SAN CARLOS, Calif. - Oportun Financial (NASDAQ:OPRT) Corporation (NASDAQ:OPRT), a fintech company dedicated to financial inclusion, has finalized a $245 million warehouse credit facility to support its lending operations. The facility includes a three-year revolving period and is backed by both unsecured and secured loan originations from Oportun.
The new credit line features Deutsche Bank AG (NYSE:DB), New York branch, as the senior lender, marking a fresh lending relationship for Oportun. Jefferies acts as the mezzanine lender, continuing its established lending relationship with the company. This strategic financial move is aimed at bolstering Oportun's growth trajectory in the years to come.
Jonathan Coblentz, Chief Financial Officer of Oportun, commented on the closing of the facility, highlighting the importance of the support from both Deutsche Bank and Jefferies in the company's expansion efforts. He emphasized that the new facility underscores Oportun's capability to attract new investment while maintaining strong ties with long-term investors.
Oportun, known for its commitment to providing responsible and affordable credit, has a diverse capital sourcing strategy that includes warehouse facilities, asset-backed securitizations, corporate-level debt, and whole loan sales.
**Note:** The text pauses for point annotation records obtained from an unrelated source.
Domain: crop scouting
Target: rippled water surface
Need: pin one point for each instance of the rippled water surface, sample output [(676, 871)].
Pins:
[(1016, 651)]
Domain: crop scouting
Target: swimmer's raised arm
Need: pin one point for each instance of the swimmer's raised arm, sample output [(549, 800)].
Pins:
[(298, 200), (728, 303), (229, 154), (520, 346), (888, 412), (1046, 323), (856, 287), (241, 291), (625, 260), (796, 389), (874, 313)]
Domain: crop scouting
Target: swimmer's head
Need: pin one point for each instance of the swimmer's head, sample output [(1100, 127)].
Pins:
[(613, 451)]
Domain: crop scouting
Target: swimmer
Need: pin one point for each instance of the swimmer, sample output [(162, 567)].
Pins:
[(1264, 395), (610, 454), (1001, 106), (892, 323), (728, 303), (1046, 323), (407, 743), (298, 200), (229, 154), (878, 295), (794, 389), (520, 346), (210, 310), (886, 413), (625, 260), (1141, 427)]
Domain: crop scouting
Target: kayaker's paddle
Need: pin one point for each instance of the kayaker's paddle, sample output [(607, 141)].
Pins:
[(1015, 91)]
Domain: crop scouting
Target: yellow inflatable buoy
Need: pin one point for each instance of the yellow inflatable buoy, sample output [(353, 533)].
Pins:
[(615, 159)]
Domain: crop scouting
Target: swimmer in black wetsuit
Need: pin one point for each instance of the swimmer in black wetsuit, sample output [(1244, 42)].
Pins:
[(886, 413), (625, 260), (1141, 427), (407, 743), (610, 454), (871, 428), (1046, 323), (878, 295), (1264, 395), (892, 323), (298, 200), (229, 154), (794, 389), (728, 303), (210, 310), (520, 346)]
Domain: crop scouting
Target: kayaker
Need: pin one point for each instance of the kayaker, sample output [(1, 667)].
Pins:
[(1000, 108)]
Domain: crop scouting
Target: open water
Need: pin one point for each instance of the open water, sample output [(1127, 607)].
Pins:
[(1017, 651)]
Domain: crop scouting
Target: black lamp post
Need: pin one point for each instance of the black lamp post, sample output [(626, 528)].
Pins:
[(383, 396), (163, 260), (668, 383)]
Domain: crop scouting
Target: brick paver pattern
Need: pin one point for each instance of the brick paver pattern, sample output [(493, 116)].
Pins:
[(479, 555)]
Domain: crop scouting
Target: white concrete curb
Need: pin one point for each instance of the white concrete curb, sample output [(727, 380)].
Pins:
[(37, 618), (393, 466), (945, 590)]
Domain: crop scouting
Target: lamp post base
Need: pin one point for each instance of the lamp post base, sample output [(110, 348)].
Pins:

The company has a track record of offering over $18.2 billion in credit, which has translated into significant savings for its members in terms of interest and fees.
Legal counsel for the transaction was provided by Orrick, Herrington & Sutcliffe LLP. Oportun continues to focus on its mission to offer intelligent borrowing, savings, and budgeting tools to its members, aiming to improve their financial well-being.
Deutsche Bank (NYSE:DB) and Jefferies (NYSE:JEF), the involved financial institutions, are well-established entities providing a wide range of banking and investment services globally.